Um ex-preso político julga reconhecer na rua um antigo algoz que o torturou na prisão. A partir daí, fica obcecado com a captura do suposto agente, recorrendo a outros ex-presos que sofreram em suas mãos, para tentar identificá-lo sem erro. Dirigido pelo iraniano Jafar Panahi, o filme foi vencedor da Palma de Ouro em Cannes. Nos cinemas.

O comentário é de Neusa Barbosa, jornalista e crítica de cinema, publicado por CineWeb, 02-11-2025.

Eis o comentário.

Por 15 anos, o diretor iraniano Jafar Panahi esteve proibido de viajar ao exterior, uma das muitas restrições de quem, nesse período, foi condenado à prisão, esteve em solitária, fez greve de fome e foi proibido de filmar - o que não impediu que continuasse realizando filmes como Isto Não é Um Filme, Táxi Teerã, Três Faces e Sem Ursos, colhendo prêmios em festivais internacionais como Cannes e Berlim.
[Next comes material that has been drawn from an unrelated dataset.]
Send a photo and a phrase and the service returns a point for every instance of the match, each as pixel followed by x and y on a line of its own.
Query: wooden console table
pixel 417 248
A proibição foi suspensa em 2025 e Panahi pôde, em maio último, estar presente na concorrida sessão oficial de seu novo filme em Cannes, Foi Apenas Um Acidente, que terminou vencendo a Palma de Ouro, concedida por um júri presidido pela atriz Juliette Binoche. Em 2010, quando o cineasta foi preso no Irã e por isso impedido de vir a Cannes para integrar o júri, a atriz francesa ergueu um cartaz com o nome dele ao receber o próprio prêmio de interpretação, por outro filme iraniano, Cópia Fiel, de Abbas Kiarostami.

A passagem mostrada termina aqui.